Publisher: Ellora’s Cave
Genre: Romantic Suspense
Release Date: April 17, 2008
Not many people live their dream, but I’ve been incredibly lucky. I’m Anna Tietjens, and I work as a tour leader for Wanderlust Adventures.
My current tour is through incredible India. It should be a breeze, except my younger sister is joining in New Delhi. Things are not exactly civil between us—a childhood full of upheaval didn’t help—and our parents have insisted she travel with me or not at all. I see fun times ahead. Now my boyfriend has turned up without warning. Don’t get me wrong. I really like Sebastian Brady. The sex is good, spectacular even, but meeting a few times a year is enough. I mean I’m not looking for love or happy ever after.
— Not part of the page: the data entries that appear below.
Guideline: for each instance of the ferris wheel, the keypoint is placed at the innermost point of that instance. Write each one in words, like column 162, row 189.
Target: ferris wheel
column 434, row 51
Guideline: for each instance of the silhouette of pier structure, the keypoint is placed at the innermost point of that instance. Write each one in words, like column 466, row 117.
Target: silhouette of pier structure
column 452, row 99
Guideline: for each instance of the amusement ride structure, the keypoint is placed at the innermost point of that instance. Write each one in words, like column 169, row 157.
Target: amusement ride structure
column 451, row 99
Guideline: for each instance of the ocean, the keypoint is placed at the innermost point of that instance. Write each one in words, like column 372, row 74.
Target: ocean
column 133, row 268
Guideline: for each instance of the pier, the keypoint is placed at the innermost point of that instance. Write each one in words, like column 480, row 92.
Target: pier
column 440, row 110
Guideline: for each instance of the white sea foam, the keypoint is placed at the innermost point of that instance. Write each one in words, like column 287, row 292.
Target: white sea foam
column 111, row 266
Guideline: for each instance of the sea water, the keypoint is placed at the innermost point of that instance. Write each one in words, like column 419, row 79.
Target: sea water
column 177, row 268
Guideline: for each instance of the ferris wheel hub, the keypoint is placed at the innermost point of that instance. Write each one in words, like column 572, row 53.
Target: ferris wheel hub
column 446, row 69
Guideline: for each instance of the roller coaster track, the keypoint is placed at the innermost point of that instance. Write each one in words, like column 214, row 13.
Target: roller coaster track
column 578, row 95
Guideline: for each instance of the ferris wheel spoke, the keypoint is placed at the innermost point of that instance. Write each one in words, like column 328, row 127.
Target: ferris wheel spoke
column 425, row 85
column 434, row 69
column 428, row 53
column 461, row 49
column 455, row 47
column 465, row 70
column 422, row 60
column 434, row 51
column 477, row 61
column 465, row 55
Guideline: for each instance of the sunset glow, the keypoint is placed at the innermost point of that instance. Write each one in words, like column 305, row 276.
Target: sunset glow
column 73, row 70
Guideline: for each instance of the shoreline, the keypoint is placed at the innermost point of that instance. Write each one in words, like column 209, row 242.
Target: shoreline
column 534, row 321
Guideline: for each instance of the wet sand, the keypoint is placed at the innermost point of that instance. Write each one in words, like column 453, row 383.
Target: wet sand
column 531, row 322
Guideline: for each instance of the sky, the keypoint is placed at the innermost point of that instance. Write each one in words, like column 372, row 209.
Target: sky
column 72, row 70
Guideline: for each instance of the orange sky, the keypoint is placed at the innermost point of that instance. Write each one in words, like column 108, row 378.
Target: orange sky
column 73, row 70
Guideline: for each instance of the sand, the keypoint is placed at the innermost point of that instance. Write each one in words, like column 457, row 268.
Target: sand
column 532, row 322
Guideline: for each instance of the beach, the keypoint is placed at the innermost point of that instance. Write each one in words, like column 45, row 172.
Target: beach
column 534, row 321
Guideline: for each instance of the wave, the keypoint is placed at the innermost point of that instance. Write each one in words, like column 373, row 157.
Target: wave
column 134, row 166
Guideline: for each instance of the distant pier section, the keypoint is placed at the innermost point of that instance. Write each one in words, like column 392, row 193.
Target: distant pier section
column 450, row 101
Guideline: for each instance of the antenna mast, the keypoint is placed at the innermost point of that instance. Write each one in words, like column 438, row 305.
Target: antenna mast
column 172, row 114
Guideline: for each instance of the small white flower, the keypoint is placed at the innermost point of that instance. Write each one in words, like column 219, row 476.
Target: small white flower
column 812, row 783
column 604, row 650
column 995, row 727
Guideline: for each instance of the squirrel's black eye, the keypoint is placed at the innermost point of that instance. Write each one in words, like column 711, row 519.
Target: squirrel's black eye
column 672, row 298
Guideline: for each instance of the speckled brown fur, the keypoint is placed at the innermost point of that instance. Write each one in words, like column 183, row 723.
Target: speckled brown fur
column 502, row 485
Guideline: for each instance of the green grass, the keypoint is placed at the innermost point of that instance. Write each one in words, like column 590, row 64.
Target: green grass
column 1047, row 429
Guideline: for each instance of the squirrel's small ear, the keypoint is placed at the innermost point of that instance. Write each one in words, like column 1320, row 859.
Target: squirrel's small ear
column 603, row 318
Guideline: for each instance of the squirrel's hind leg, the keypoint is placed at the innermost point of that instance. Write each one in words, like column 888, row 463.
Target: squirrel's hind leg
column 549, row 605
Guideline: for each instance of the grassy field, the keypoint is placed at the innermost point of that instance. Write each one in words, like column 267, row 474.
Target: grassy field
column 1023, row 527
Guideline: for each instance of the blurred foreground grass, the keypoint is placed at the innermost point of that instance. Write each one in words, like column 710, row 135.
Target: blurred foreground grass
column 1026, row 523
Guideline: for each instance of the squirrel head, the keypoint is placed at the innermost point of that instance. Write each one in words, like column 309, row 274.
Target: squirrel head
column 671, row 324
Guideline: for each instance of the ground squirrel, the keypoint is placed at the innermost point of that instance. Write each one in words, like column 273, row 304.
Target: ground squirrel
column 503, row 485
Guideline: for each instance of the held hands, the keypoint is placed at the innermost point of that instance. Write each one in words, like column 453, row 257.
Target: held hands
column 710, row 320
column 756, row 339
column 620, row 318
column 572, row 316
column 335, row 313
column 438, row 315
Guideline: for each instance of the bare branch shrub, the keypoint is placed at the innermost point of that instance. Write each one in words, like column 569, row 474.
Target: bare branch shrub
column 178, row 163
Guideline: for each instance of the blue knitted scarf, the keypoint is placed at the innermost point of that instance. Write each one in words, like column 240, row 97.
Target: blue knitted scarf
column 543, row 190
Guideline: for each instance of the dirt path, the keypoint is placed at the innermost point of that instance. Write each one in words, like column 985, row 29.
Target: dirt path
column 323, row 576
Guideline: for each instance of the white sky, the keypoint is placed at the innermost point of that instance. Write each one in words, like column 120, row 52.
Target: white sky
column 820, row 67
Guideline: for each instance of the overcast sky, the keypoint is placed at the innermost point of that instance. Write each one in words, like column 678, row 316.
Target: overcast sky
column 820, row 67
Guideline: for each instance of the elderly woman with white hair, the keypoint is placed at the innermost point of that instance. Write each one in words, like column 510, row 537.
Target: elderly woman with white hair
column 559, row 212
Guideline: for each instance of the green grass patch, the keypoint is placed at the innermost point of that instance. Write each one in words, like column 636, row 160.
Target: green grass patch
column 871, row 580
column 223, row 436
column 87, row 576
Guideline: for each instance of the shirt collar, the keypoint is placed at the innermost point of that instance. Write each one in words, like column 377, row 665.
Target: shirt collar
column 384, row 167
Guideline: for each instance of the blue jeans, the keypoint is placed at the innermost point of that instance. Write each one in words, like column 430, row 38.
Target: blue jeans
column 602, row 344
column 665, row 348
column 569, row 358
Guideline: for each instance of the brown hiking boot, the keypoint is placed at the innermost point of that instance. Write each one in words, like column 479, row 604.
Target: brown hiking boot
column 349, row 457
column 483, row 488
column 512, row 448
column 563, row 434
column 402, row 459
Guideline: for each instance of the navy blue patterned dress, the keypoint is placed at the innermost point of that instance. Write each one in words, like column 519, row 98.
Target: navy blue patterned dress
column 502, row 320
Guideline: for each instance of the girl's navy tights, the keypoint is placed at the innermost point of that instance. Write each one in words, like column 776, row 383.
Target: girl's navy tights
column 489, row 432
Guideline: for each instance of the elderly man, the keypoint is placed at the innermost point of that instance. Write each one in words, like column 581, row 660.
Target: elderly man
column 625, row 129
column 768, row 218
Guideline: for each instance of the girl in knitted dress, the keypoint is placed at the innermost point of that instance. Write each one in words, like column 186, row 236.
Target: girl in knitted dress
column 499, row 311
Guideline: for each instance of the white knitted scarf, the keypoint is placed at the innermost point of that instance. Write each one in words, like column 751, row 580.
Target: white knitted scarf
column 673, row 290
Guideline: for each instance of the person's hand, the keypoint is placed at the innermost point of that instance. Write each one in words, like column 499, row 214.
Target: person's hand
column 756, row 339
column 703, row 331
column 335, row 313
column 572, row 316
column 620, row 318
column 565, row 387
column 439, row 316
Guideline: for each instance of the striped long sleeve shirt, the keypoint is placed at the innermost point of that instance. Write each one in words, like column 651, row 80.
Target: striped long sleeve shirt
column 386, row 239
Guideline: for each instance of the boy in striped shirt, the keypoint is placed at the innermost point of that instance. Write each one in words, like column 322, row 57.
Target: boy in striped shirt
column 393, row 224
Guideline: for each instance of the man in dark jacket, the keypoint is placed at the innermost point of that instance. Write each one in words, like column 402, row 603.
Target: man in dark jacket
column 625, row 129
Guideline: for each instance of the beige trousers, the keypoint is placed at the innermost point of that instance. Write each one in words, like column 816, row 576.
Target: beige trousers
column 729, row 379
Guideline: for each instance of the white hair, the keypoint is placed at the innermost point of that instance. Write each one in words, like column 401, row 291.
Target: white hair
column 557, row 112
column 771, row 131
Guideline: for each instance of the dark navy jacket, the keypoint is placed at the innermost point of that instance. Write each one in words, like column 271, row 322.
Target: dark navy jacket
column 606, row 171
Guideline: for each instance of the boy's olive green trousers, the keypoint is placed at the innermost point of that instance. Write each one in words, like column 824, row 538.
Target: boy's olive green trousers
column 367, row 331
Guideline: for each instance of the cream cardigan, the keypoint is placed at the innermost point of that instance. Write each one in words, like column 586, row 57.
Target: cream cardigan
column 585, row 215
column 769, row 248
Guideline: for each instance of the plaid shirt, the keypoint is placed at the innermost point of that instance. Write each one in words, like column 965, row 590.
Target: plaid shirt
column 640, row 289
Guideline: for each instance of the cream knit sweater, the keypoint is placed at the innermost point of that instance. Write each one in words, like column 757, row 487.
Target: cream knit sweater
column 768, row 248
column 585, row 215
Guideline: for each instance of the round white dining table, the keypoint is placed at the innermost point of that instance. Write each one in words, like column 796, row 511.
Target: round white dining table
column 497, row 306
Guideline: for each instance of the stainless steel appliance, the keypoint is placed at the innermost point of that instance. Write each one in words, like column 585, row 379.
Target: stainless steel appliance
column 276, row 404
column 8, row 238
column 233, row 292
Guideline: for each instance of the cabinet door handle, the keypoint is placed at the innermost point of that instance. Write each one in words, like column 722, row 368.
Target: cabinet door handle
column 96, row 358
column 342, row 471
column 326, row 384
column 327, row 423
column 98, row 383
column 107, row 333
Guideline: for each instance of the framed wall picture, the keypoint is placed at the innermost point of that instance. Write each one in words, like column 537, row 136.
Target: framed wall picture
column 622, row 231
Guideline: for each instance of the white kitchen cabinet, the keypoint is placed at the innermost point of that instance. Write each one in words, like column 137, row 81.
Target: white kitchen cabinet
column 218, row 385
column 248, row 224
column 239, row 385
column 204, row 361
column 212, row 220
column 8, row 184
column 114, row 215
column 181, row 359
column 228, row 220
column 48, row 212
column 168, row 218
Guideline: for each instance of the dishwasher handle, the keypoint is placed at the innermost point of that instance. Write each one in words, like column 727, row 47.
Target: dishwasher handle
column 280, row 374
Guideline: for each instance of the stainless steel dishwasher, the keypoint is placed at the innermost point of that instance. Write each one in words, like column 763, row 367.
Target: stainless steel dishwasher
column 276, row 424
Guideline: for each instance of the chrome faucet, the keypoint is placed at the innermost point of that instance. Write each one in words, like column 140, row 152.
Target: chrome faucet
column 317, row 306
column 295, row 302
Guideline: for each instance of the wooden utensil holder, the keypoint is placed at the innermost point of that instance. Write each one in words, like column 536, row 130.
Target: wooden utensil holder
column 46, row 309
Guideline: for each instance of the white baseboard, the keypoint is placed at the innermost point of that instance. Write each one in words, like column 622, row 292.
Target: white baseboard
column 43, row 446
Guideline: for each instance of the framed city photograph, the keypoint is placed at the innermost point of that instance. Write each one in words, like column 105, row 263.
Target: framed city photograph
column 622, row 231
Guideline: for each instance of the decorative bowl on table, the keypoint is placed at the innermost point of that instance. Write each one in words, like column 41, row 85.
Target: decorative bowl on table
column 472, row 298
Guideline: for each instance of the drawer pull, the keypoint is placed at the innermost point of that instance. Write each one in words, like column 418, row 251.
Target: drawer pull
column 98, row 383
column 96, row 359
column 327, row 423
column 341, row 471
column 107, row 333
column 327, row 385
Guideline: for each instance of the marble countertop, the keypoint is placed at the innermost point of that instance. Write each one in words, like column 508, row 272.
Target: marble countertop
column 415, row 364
But worst of all is the bad luck I’ve been having recently. One of my passengers died in Syria, and now it looks like my co-driver might have to leave the tour. Despite the exotic location, it’s not exactly smooth sailing, and I’m starting to think someone is out to halt the tour…
When I arrived back at the hotel, I bumped into Rosa Mancuso, one of the passengers who had traveled with me from England. Literally. She went flying, knocked off balance by my determined strides. Chagrined by my daydreaming, I extended my right hand to help her up off the ground. “Sorry! I was miles away.”
“No problem. Two of the new passengers have arrived,” Rosa chirped in her distinct Australian twang while dusting off her butt. The attractive glow in her cheeks highlighted her good health while the tight T-shirt and denim skirt showcased a stunning figure. She bounced up and down, and I guessed she had more news to impart. I wasn’t sure if I wanted to hear.
“My sister?” I was so not looking forward to dealing with my sister’s tantrums. Although we hadn’t seen each other for over nine months, I doubted the passage of time would improve our relationship.
“If your sister is Elizabeth.” She scrutinized me closely, drawing comparisons. I resisted the need to squirm. I should have become used to it by now. I’m on the petite side and blonde while Elizabeth is tall and willowy with a mane of stunning ebony curls that she usually wore loose. “You don’t look like sisters.”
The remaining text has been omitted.